Firefighter training courses

In wildland fire suppression in the United States, S-130/S-190 refers to the basic wildland fire training course required of all firefighters before they can work on the firelines.

Wildland fire training in the U.S. has been standardized by the National Wildfire Coordinating Group since the 1970s. The same basic courses are given across all agencies involved in wildland firefighting and controlled burning, including:
- Federal agencies such as the United States Forest Service, the National Park Service and the Bureau of Land Management
- State agencies such as the California Department of Forestry and Fire Protection and New Jersey Forest Fire Service
- Private organizations such as The Nature Conservancy which conduct prescribed burns
- Youth conservation corps type programs such as Americorps involved in wildfire suppression and prescribed burning
- Municipal and rural fire departments which fight brush fires and wildland/urban interface fires
- Private contractors who contract with government agencies to help fight fires

A recent trend in some states is to hold an annual statewide wildfire academy in which students from different agencies, from federal agencies to local volunteer fire departments, can take these courses. This is now done, for example, in Virginia, Utah, Arizona, Pennsylvania, and Nebraska among other states. Colorado Firecamp is the only wildfire academy to teach the S-130/S-190 course year round.

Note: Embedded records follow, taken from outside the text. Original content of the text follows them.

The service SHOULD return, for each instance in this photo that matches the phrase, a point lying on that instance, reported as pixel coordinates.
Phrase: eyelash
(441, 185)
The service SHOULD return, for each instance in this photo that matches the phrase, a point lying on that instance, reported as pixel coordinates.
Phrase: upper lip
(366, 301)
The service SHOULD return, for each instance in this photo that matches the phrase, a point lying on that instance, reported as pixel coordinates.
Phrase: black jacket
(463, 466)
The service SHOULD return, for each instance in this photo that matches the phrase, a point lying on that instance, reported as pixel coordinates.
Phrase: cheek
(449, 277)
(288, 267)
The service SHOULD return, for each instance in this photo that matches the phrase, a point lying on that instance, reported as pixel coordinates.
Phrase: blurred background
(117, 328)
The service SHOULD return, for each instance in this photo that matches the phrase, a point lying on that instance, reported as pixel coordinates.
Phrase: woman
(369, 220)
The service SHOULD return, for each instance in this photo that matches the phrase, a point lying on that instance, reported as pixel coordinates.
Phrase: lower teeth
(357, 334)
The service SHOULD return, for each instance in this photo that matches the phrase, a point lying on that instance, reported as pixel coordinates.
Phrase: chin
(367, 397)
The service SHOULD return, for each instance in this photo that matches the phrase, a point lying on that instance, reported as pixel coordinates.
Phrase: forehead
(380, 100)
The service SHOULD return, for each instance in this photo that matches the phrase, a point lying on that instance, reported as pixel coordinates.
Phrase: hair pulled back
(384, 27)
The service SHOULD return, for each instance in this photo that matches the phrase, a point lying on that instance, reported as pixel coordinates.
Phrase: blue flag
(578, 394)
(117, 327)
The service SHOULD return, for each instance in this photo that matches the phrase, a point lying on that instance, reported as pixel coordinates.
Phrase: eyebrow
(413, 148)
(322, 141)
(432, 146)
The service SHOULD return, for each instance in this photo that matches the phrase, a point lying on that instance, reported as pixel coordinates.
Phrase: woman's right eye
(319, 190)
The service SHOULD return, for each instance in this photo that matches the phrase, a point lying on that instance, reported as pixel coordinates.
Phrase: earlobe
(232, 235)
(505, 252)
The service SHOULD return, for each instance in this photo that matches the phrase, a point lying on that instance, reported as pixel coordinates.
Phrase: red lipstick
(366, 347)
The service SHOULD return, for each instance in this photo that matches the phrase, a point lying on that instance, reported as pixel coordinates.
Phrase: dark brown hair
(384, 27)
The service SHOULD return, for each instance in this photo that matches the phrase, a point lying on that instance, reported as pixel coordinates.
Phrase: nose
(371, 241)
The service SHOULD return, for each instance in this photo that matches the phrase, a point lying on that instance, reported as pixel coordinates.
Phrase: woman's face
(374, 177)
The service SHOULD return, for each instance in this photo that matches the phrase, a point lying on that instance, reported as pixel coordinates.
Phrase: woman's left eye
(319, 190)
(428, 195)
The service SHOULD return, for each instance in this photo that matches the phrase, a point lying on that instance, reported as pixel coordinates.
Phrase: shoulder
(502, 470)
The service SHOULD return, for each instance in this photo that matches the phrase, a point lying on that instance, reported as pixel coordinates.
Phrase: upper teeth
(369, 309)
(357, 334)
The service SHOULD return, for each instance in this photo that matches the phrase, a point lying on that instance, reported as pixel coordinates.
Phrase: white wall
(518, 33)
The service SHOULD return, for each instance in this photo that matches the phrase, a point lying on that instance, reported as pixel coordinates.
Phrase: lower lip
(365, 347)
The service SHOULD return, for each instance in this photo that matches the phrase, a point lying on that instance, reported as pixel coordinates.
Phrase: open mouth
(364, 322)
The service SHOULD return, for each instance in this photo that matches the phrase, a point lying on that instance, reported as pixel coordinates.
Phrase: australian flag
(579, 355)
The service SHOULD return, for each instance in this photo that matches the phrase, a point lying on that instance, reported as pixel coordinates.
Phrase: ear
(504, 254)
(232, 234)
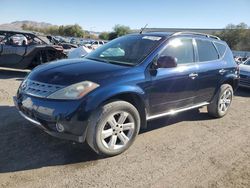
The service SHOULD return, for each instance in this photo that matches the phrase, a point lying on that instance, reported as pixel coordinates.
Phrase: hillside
(17, 25)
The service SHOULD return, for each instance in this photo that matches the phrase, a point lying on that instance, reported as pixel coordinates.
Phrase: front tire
(113, 128)
(221, 102)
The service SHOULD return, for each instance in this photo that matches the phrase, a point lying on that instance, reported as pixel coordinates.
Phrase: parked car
(95, 44)
(106, 98)
(239, 59)
(245, 74)
(79, 52)
(20, 49)
(60, 41)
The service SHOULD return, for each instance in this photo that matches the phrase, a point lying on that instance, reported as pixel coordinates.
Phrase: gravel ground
(186, 150)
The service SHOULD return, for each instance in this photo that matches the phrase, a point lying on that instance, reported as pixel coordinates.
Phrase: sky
(102, 15)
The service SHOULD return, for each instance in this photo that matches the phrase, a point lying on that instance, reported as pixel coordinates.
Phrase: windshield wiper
(97, 59)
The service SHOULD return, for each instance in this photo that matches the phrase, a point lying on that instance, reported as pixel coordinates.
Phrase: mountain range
(17, 25)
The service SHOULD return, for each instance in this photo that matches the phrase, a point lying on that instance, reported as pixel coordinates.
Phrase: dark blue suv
(109, 95)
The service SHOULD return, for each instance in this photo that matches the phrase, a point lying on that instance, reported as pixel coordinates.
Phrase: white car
(79, 52)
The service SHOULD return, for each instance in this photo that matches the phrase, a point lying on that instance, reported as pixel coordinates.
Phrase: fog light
(59, 127)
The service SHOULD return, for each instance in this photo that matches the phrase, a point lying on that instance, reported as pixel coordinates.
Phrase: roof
(184, 33)
(19, 32)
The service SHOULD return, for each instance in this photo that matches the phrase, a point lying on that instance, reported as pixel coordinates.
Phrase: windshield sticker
(152, 38)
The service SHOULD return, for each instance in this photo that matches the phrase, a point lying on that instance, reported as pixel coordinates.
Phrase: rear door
(174, 88)
(210, 69)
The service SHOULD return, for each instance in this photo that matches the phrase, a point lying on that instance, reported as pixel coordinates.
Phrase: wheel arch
(133, 98)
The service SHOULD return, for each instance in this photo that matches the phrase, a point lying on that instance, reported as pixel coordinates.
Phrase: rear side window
(221, 48)
(181, 49)
(206, 51)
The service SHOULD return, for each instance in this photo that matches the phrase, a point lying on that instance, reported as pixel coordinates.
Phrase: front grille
(39, 89)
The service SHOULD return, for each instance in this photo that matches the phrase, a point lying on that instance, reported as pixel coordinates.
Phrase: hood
(67, 72)
(244, 68)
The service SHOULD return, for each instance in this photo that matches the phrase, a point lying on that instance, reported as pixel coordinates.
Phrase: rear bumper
(47, 124)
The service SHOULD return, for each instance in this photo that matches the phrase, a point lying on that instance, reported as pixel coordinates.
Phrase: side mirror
(166, 62)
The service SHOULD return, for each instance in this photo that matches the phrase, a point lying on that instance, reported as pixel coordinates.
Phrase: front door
(174, 88)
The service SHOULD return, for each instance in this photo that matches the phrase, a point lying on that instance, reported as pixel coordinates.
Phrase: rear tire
(221, 102)
(113, 128)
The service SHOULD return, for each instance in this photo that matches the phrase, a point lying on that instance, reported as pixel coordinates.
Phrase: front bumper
(46, 114)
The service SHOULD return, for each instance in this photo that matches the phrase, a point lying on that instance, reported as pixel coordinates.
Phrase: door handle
(193, 75)
(222, 71)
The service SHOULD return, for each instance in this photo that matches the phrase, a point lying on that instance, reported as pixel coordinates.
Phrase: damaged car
(22, 50)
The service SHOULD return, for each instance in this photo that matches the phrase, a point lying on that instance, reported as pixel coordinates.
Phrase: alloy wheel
(117, 130)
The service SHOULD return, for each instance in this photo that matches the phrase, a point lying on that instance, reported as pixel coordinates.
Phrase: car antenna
(142, 29)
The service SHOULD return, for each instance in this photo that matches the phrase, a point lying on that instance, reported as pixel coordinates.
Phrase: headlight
(75, 91)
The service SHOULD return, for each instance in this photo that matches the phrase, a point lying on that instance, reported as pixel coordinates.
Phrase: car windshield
(127, 50)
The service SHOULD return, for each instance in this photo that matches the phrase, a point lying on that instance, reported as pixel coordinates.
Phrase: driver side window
(181, 49)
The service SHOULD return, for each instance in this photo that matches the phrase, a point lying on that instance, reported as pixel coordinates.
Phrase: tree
(236, 36)
(121, 30)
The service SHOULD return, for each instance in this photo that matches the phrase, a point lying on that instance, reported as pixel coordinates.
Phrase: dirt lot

S-130 and S-190 are actually two different courses. But since they are usually taken together the basic wildland fire training is called "S-130/S-190" or "S-130/190" for short. Basic wildland fire training also includes some other courses. The full list of courses usually included in "S-130/S-190" is:
- S-130: Firefighter Training
- S-190: Introduction to Wildland Fire Behavior
- I-100: Introduction to the Incident Command System
- L-180: Human Factors in the Wildland Fire Service (a recent addition to basic wildland fire training)

Training manuals for these courses are published by the National Wildfire Coordinating Group. There are also more advanced and specialized courses not covered in the basic wildland fire training.

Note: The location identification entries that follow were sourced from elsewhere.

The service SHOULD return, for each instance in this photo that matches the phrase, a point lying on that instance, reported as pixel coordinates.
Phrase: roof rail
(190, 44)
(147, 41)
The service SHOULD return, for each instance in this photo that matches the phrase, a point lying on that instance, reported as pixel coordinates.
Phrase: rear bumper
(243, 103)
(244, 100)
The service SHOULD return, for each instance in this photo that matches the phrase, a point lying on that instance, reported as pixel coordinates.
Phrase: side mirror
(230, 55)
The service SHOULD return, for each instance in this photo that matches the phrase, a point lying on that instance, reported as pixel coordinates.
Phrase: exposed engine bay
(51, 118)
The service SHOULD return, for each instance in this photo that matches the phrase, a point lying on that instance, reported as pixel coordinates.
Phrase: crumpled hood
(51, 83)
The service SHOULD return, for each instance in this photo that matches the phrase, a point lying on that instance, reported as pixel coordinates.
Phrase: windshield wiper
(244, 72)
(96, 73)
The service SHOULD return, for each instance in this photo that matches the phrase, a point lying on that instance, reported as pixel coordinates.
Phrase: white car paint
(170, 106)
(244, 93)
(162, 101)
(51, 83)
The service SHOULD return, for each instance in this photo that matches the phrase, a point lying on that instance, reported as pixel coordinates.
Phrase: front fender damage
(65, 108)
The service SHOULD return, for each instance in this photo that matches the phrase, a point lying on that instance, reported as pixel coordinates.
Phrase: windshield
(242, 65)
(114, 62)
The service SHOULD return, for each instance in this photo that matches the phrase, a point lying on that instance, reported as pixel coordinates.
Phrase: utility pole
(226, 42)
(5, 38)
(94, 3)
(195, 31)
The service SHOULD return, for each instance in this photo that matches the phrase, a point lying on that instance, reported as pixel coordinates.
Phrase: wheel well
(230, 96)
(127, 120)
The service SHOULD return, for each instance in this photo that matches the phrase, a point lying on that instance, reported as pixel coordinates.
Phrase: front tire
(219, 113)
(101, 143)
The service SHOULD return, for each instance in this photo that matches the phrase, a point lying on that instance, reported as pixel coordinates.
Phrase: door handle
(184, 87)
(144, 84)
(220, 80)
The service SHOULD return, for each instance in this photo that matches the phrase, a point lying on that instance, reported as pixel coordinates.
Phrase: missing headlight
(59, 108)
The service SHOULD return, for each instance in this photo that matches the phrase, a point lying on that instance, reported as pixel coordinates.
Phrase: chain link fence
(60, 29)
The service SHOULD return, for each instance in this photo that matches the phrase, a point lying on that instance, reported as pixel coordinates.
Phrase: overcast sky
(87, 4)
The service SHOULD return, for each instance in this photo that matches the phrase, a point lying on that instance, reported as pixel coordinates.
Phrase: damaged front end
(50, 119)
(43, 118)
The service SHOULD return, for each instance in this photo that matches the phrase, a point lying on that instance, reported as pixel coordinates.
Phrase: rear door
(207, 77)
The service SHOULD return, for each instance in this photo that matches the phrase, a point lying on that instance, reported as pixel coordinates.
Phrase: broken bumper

The work capacity test ("pack test") is also usually given during the course. Passing S-130/190 and the pack test are both required to fight wildfires. After successful completion of both, you are able to receive a qualification card known as a "red card". Holding a current "red card" indicates that you are qualified to work on the firelines, as well as other disasters, as determined by the Federal Government. This "Red Card" is not included, and if you are a member of a VFD, must be obtained separately.

S-130/190 is also increasingly being offered at a handful of colleges as part of their fire science or forestry degree programs. At a few 4-year colleges those in the class will actually be part of a working hand crew chartered by the college for the rest of the semester or quarter, after completing the basic course and the pack test. At most (2-year community colleges) it is just a short, 1 credit hour course.